1.1k Views Asked by At

In machine learning, I learnt that the update rule of (unnormalized) gradient descent is defined as

$$x^{(t+1)} = x^{(t)} + \alpha \nabla f(x^{(t)})$$

If I want it normalized I would simply divide the gradient vector by its norm

$$x^{(t)} = x^{(t+1)} + \alpha \dfrac{\nabla f(x^{(t)})}{\|\nabla f(x^{(t)})\|}$$

Now in convex optimization, I am reading that normalized steepest descent is defined as

$$x^{(t+1)} = x^{(t)} + \alpha \triangle_{\text{nsd}}$$

where $\triangle_{\text{nsd}} := \min \left\{ \nabla f(x)^Tv \mid \|v\| = 1 \right\} $.

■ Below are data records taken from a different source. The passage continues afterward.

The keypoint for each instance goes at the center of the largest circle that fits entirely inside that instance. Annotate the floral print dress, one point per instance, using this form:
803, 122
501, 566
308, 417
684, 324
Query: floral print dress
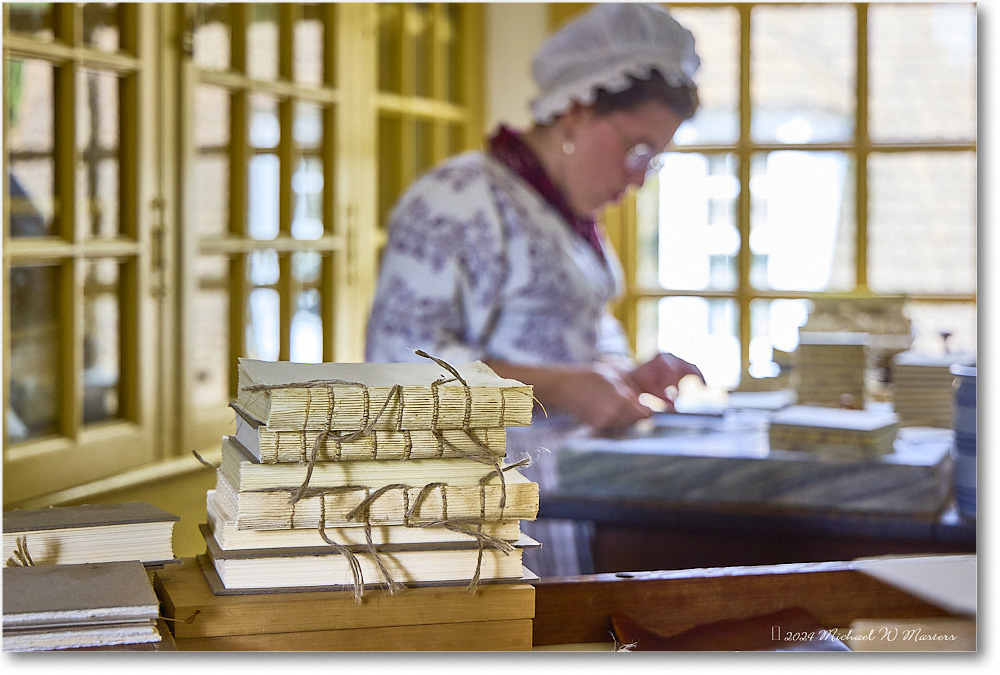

Question: If this is correct, then

$$\dfrac{\nabla f(x^{(t)})}{\|\nabla f(x^{(t)})\|} = \min\{\nabla f(x)^Tv \mid \|v\| = 1\} $$

Does that simply mean that the vector $v$ simply 1 divided by the norm of $\triangledown f(x^{(t)})$ ?

3

There are 3 best solutions below

0
On BEST ANSWER

No. Indeed the Optimization world and Machine Learning world use different approaches in order to normalize the direction of the Steepest Descend.

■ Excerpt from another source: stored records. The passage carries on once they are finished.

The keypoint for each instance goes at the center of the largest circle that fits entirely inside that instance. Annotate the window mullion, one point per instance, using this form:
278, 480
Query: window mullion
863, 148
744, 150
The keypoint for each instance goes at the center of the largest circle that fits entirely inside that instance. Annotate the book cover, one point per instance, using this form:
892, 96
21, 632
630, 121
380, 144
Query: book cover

Moreover, in the Machine Learning world we usually use the $ {L}_{2} $ Steepest Descent (Also known Gradient Descent) while in Optimization this can be expanded to other norms.

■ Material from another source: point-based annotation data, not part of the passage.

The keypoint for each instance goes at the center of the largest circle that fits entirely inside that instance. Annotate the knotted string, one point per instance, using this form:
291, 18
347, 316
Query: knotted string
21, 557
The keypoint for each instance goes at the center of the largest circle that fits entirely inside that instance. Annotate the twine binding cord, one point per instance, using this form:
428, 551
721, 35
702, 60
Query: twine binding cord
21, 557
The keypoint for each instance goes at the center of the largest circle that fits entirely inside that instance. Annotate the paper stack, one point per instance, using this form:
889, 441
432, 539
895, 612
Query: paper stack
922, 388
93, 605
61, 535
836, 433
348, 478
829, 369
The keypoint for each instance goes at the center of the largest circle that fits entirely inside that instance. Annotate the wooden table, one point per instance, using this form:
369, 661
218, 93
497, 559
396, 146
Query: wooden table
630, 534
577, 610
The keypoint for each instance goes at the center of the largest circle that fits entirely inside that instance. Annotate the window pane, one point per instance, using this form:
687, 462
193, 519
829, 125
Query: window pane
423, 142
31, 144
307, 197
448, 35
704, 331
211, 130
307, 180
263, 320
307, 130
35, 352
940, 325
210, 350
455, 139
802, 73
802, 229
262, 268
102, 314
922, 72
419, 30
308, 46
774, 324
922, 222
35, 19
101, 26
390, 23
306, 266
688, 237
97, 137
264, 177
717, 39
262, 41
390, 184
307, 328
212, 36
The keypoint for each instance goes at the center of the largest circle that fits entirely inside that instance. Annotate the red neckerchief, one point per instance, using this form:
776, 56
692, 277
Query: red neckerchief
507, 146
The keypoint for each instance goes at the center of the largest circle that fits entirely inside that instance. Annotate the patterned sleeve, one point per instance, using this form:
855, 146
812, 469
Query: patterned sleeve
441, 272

Have a look at my PDF - Steepest Descent by Norms.

0
On

No, it does not imply that equality. There are many ways of updating the features, which are motivated by gradient descent, here's a small list

  • ADAGRAD

  • ADADELTA

  • RMSprop, this one is interesting, it was proposed by Geoff Hinton in a lecture, and became very popular after

  • ADAM

  • NADAM

0
On

To minimize $\nabla f(x) \cdot v$ subject to the constraint that $\| v \|_2 = 1$, we should take $$ v = - \nabla f(x) / \| \nabla f(x) \|_2. $$ That explains why your third equation is equivalent to your second equation, when $\| \cdot \|$ is the $\ell_2$-norm.